End of Life, Euthanasia, Complexity
DOI:
https://doi.org/10.54695/dss.50.03.2485Keywords:
Bioethics, Palliative cares, Euthanasia, Complexity, Clinical ethics.Abstract
The problems posed by the end-of-life and in particular the controversy between the recourse to palliative care
and euthanasia cannot continue to be subjected to society in the form of ethics of conviction which would not
integrate various realities of social practices, including those experienced by healthcare professionals. The arguments
which condition the assessment that one can make are often dependent on complex clinical situations. Two movements
also prove to be necessary, the first being the deconstruction of reality or decomposition into levels or different
spheres, the second being ethical reflection. Indeed, thought can then lean towards supporting of specificities of
these various levels, which then makes it possible to feed an ethical critical analysis starting from the tensions
developed by their various presences. It is a question of taking as a starting point a reasoning based on another
logic than the aristotelician one, logic which admits in particular that two contrary elements, even opposite, can
coexist at the same time and in the same place. It is the rule of thirds included.

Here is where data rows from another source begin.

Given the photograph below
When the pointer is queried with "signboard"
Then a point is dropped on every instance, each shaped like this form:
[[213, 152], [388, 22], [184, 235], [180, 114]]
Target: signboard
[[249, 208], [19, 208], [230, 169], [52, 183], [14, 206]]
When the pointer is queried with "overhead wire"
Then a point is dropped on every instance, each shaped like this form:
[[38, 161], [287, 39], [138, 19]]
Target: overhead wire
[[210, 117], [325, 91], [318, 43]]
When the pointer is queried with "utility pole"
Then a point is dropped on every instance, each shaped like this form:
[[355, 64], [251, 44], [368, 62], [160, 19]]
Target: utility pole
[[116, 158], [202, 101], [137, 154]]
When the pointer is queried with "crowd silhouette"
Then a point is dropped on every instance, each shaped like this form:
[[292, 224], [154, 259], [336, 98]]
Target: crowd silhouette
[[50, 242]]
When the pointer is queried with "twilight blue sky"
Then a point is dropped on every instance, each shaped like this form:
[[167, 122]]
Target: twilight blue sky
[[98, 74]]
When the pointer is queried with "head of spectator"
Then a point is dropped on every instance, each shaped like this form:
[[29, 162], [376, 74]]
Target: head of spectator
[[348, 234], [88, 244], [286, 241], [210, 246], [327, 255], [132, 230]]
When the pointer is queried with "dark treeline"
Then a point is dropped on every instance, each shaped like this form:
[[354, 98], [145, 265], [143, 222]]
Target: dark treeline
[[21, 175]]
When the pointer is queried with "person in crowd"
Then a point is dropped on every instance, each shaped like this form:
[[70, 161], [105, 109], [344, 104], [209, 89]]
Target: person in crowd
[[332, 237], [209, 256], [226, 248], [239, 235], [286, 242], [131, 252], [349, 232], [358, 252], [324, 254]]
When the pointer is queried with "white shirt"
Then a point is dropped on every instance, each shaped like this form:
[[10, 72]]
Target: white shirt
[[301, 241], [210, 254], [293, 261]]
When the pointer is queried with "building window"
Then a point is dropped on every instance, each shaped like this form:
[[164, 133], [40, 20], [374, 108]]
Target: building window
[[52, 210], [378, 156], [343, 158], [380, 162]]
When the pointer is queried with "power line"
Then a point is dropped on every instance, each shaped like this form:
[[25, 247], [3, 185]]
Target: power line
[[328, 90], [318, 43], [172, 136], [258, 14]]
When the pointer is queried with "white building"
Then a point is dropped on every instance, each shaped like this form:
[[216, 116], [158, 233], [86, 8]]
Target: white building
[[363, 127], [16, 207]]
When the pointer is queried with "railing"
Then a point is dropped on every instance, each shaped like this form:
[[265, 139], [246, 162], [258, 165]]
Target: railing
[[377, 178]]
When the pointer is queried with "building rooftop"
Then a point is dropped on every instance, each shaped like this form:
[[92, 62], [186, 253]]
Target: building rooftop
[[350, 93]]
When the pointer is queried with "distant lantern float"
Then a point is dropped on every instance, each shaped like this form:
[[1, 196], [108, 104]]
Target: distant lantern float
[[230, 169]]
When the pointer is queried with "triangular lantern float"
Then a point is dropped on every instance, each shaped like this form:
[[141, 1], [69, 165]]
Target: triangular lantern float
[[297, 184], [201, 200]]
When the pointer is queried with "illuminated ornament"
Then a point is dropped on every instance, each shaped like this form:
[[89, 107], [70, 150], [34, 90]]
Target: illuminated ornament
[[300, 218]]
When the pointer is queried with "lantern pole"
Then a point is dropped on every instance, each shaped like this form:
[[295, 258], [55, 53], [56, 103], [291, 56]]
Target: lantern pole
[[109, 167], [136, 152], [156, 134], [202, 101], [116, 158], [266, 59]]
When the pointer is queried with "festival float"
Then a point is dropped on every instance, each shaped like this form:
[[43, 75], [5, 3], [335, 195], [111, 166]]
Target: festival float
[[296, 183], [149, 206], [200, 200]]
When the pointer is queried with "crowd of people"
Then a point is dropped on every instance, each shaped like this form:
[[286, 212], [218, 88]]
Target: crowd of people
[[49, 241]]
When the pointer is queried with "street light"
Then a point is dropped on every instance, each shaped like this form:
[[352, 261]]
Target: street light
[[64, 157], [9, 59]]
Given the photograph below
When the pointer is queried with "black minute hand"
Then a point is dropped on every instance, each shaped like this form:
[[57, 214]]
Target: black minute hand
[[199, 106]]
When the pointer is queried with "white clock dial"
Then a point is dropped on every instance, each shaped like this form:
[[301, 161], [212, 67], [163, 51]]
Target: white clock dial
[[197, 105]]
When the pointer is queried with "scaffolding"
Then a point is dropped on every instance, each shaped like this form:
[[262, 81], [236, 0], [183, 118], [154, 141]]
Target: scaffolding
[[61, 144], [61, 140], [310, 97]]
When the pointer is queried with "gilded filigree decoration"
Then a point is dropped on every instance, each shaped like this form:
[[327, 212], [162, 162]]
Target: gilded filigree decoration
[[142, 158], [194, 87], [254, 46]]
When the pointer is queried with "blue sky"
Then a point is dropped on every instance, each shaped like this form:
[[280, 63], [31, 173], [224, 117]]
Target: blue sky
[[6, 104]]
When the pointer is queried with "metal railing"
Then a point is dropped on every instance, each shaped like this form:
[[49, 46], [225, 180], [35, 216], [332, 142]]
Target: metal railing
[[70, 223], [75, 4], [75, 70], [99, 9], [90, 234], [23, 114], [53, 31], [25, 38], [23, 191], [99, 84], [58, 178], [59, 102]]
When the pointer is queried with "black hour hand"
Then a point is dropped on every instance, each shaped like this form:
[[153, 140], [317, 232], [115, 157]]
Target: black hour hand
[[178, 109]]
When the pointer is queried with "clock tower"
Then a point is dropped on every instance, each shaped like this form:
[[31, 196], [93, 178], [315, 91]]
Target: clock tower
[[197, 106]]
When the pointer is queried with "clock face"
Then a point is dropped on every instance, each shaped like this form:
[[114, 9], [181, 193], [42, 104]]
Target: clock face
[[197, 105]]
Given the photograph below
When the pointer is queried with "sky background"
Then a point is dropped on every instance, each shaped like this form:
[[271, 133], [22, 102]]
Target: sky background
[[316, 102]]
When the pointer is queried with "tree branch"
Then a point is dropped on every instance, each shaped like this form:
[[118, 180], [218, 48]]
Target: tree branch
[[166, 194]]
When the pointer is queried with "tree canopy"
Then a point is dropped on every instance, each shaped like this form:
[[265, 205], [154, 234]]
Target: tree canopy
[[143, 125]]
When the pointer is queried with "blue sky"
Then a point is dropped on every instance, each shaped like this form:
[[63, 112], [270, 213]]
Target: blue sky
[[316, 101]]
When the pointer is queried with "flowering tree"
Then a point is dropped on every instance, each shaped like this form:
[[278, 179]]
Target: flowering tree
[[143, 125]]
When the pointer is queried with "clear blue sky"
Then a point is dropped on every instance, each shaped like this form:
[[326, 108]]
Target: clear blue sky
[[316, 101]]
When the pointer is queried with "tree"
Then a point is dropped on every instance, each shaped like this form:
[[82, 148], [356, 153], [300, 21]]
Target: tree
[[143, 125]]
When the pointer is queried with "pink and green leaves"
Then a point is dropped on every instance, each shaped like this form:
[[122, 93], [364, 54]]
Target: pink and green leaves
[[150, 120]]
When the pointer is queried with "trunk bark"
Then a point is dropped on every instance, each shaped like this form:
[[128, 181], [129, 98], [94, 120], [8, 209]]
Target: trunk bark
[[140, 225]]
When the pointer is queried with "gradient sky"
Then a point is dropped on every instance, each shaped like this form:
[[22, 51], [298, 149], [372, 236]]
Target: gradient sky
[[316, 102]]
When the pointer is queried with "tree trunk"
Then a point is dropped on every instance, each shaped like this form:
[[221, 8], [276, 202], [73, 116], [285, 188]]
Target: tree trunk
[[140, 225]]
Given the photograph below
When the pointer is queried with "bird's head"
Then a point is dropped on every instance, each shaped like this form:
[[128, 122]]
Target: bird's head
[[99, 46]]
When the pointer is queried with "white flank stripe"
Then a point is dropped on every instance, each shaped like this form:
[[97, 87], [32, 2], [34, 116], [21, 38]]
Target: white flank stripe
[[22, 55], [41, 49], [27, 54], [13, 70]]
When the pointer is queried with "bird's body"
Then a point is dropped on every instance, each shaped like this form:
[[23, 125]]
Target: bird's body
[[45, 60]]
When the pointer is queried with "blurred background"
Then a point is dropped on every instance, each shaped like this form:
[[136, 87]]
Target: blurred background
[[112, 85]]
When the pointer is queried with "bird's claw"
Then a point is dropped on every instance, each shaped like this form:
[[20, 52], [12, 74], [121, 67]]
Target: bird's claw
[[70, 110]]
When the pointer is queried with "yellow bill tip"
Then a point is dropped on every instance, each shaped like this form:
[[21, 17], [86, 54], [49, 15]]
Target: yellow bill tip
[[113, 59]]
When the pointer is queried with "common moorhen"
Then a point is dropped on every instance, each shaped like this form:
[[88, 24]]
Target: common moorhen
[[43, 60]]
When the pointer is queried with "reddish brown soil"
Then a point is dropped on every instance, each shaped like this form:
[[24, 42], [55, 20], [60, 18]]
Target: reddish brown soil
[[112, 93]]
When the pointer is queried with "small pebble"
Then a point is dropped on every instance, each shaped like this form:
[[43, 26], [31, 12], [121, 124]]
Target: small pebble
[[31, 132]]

From this last point, the tensions deployed by the various levels of reality considered can make it possible
particularly to consider the recourse by the expert to an exception of euthanasia. Such an argumentative approach
makes it possible to profit, only then, of creations of thoughts which can be independent of the ideologies. Thus,
the various possible actions could be distinguished from those which among them would be feasible.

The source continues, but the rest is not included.